• selçuklu tarihinin en büyük kumandanı eksükoğlu artuk tarafından mağlup edilerek esir alınmıştır.ancak artuk bey onu bizans'a teslim etmeyerek eşinin ödediği fidye ile serbest bırakmıştır.roussel tipik bir normandı.maceraperest ve savaşçıydı.malazgirt savaşının kaybedileceğini önceden görerek bizans ordusundan ayrılmıştır.emrindeki 3000 kadar frank-norman zırhlı süvarisi ile o dönemdeki adı galatya olan, ankara-eskişehir-afyon-yozgat-çankırı bölgesinde bir krallık kurmuştur.1077 yılında tekrar selçuklu orduları ile savaşa tutuşup esir edilerek bizans'a teslim edildi ve idam edildi.onun ölümüyle selçukluların orta anadolu'daki faliyetleri için artık bir engel kalmamış bulunuyordu.doğrudan veya dolaylı olsun anadolu'nun türkleşmesinde önemli payı vardır.
  • romen diyojen askersiz, başsız kalan ordusunu norman lejyonerle desteklemek için uğraşmış. crispin, frankopoulos, raimbaud ve tabi ki roussel de bailleul gibi dönemin namlı paralı komutanları ve onlara bağlı paramiliter (?) grupları ordusuna katmış ama çoğundan verim alamamış.. frankopoulos, crispin rütbe ve paramızı vermediniz diye isyan etmiş, bailleul isyan etmekle kalmamış saf değiştirmiş üstüne bir de gitmiş kendine devlet kurmuş..
    değişiklik zamanlarmış ama hepsi selçuklu 'ya yaramış doğrusu...
  • dizisi bile yapılabilecek ipe sapa gelmez bir norman savaş reisi. özellikle malazgirt savaşı öncesi ve sonrası hareketleri, anadolu tarihini en az oğuz göçleri kadar etkilemiştir. doğu roma imparatorluğu'nun savaş sonrası içine düştüğü karışık durumu değerlendirmiş, kısa süreliğine de olsa galatya'da (ankara ve çevresi) bir norman dükalığı kurmuştur. bizans sırf bu adamın yarattığı tehlikeyi bertaraf etmek için selçuklu beyleri ile ittifak kurmuş, bizans taht kavgalarında her iki taraf farklı müttefik ilişkileri geliştirmiştir. öyle ki batı anadolu'ya daha çok oğuz göçü gelmesi bu sayede olmuştur. roussel de bailleul genlerindeki o savaşçı vikingin etkisiyle anadolu'da oradan oraya elde kılıç koşturup, kah bizans tahtı için savaşanlarla kah selçuklu beyleriyle ittifak yaparken hayatı idamla son bulmuş.

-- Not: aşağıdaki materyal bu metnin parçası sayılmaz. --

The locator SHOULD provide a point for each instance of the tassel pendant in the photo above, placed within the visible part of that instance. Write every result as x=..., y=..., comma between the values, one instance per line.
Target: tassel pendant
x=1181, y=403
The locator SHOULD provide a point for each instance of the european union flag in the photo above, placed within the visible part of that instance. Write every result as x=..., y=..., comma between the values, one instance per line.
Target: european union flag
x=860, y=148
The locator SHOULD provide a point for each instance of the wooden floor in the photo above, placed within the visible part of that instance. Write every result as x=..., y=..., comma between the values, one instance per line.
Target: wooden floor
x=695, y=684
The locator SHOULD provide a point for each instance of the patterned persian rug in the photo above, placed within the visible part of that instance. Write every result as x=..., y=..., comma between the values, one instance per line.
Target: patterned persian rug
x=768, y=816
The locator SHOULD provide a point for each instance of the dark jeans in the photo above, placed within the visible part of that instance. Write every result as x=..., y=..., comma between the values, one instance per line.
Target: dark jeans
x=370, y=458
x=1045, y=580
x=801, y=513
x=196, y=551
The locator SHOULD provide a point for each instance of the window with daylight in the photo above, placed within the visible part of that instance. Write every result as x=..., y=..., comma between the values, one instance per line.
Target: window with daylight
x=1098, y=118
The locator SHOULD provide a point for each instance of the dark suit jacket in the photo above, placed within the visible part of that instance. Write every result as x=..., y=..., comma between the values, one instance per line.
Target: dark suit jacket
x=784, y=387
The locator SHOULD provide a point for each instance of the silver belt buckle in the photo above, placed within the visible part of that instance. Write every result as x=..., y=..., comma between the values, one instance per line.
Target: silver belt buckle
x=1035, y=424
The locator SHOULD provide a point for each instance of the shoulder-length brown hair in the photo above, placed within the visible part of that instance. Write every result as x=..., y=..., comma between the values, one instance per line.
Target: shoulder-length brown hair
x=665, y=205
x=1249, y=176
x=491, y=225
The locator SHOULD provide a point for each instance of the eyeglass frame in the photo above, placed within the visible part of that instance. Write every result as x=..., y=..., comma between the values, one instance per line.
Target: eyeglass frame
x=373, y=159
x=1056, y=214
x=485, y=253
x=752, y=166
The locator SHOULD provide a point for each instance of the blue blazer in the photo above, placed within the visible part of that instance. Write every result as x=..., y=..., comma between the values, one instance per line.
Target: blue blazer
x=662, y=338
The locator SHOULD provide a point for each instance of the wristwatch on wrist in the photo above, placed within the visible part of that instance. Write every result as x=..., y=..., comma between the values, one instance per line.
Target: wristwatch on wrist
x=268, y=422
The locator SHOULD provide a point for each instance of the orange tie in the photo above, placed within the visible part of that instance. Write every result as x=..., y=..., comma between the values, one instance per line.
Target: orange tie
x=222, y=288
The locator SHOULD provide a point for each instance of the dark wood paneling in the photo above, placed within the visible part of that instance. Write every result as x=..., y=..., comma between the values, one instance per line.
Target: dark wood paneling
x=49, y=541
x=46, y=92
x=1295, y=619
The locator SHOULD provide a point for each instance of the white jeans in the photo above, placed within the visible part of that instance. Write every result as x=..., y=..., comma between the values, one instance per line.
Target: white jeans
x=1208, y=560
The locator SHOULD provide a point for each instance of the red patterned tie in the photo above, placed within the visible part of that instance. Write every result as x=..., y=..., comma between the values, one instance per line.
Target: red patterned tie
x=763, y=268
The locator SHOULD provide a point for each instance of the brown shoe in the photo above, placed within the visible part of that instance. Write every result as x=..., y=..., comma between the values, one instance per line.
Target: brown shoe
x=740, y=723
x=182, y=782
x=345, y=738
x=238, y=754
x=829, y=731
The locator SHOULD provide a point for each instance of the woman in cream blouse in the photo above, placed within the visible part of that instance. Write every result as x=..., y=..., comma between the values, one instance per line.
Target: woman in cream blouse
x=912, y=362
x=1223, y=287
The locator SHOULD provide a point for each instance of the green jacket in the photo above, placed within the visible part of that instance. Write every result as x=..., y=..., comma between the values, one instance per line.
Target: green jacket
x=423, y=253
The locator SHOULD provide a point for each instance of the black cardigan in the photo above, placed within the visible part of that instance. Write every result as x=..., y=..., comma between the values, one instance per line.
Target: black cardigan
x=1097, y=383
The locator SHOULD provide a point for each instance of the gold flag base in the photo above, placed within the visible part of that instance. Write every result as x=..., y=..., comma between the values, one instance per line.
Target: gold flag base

    aslında vikings dizisi tadında senaryolaştırabilecek bu tarihi gerçekler ne yazık ki bizde din iman propagandası ve küffar edebiyatı ile yüzeysel, şovenist anlayışa kurban gidiyor. trt'de başlayan alp arslan dizisinde işlenebilecek bir kahraman olabilecek iken büyük ihtimal ya hiç bahsedilmeyecek ya da kısacık olarak geçiştirilecek.

    kendisinden yaklaşık 2 yüzyıl sonra bu sefer batı anadolu'da terör estiren bir başka savaş reisi de (daha doğrusu paralı asker) roger de flor isimli bir katalan komutandır. tam da osmanlı beyliğinin kuruluş yıllarında ortalığı birbirine katmıştır. (kemal tahir'in devlet ana romanındaki norman savaşçı notüs gladyüs'ü hem roussel'in hem de roger'in bir kompozisyonu olarak görürüm. kemal tahir de büyük ihtimal bu ikisini düşünerek notüs gladyüs'ü kurgulamış olabilir.)

    velhasıl kelam bizi bunlar ilgilendirmiyor. bizi küffara kılıç sallayan, objektifliğin kıyısından bile geçmeyen, yapmacık, propaganda temalı diziler ilgilendiriyor.
  • kimse de dememiş ki bu adam nasıl ankara, eskişehir, yozgat, çorum, çankırı civarında krallık kurmaya kalkıyor. cevabını verelim hemen. bu arkadaş frank ama köken itibarı ile galyalı yani kelt soylusu. hali ile anadoluya ms 2. yüzyılda yerleşen ve ankaraya adıni veren keltler yani galatlarla ayni soydan. bailleul bunu bizans icin savasırken farkediyor ve yerel halkin galyalilardan bir farki olmadigini goruyor. boylece bu bölgede destekci buluyor kendine. hali ile asimile olsalarda anadolu galatları hala savaşcı bir kavim. ve roussel de bailleul bu destekle kralliğını ilan ediyor.